When the revolution succeeded in throwing Mubarak out of office, the Salfis changed their ideology and quickly formed parties and joined the democracy, which they once, claimed to be against Sharia.
Then MB and Salafis struck a deal with the military council (SCAF). SCAF will help them win majority in the parliament and they in turn would allow SCAF to run the country form behind the scene. The military council rigged the election to favor MB and Salafis allowing a religion based parties, which the law prohibits, to set a constitutional amendments committee chaired and staffed by MB experts.
Here we found ourselves facing phenomena, the same extremists who would not miss a prayer, and get furious when they see a woman in tight clothes, are the same extremists who took advantage of the poor and needy; they donated meat, sugar and oil to win their vote.
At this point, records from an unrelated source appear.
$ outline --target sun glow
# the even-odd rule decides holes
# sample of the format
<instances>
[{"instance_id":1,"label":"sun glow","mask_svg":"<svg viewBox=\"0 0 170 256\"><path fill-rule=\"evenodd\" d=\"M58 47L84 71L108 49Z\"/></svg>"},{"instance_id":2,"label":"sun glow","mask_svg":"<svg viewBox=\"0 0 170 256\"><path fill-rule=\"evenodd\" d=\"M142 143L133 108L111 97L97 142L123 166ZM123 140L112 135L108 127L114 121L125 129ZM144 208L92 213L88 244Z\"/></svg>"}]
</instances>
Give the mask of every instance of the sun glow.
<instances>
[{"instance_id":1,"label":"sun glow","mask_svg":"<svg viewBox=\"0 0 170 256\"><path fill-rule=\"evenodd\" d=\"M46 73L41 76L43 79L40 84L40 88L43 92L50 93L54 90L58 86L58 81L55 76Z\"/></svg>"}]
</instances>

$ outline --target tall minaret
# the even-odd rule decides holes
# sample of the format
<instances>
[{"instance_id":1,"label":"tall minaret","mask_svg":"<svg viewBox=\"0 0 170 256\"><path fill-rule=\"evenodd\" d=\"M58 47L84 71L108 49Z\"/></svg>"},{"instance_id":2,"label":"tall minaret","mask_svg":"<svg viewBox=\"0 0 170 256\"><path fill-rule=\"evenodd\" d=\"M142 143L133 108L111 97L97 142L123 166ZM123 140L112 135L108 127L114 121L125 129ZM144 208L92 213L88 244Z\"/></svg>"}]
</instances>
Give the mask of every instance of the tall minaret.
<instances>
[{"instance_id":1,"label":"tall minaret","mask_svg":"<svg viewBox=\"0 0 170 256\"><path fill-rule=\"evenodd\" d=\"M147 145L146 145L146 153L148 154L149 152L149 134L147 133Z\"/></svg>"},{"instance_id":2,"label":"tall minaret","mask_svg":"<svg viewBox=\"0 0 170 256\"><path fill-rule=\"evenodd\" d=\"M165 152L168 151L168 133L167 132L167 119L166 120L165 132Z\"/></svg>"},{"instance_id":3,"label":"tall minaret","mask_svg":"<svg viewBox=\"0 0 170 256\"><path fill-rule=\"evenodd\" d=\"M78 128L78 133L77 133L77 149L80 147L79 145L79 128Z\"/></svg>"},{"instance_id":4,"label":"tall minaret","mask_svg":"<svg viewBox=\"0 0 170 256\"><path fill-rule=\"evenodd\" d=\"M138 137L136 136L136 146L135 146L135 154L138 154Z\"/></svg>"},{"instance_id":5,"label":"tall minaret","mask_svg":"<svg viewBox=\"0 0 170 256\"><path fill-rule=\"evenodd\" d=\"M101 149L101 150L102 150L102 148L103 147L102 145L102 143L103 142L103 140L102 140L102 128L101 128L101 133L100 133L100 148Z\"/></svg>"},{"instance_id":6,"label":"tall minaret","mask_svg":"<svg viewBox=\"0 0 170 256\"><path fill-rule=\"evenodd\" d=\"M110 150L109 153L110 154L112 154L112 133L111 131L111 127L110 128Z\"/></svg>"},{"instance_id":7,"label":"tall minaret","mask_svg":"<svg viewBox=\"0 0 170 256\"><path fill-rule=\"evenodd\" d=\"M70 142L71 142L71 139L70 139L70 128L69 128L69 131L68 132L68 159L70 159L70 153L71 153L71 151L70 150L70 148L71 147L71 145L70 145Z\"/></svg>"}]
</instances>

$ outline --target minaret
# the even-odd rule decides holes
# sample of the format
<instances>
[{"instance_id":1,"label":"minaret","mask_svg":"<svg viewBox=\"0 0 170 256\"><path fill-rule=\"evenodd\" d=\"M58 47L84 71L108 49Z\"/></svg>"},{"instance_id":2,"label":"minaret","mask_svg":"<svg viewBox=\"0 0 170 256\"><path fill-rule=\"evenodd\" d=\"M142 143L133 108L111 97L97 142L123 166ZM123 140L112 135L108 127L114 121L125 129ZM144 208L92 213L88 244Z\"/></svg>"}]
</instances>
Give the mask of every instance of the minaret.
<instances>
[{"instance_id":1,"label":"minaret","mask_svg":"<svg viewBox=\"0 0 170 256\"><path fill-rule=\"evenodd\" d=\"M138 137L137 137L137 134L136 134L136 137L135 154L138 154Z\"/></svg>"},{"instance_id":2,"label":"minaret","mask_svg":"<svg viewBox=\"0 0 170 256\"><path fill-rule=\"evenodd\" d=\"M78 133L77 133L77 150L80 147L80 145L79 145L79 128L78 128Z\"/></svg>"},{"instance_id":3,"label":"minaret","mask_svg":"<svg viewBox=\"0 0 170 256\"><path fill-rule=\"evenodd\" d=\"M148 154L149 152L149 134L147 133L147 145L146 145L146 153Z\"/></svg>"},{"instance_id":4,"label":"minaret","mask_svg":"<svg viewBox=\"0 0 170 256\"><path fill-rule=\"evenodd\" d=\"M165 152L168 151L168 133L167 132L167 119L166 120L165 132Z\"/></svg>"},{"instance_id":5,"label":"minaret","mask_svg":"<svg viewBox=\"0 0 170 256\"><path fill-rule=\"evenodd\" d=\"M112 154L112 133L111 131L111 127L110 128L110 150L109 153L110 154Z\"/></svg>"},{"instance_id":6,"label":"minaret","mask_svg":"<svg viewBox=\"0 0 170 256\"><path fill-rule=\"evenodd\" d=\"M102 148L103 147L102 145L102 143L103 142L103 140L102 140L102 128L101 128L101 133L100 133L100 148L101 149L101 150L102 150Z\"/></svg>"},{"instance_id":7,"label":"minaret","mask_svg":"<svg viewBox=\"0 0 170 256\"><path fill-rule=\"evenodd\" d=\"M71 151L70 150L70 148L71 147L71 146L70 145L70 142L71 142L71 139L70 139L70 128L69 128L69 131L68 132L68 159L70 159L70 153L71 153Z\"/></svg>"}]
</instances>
At the end, the MB and Salafis victory in the parliament may not have been rigged. But, surely, was not ethical or fair. The Egyptian people accepted the voting results believing they would have a new parliament that could trust to protect the revolution and fulfill its goals. Unfortunately, they discovered that the parliament is crippled and unable to face the Military Council’s redlines.
The parliament became nothing than a podium for empty speeches. Some Salafis refused to swear in favor of the constitution unless the word “Sharia” is included. While the police is killing and maiming young revolutionaries in the street, a Salafi member interrupted the parliament session with a call for prayer (Azan) triggering another day of argument as to whether it is right to call for prayer during parliamentary sessions. Consequently, the Parliament discussed side issues that have little to do with the country’s priorities.
Fasten your seatbelts; Islamists have become a potent force in Egypt. The Revolution has not began yet.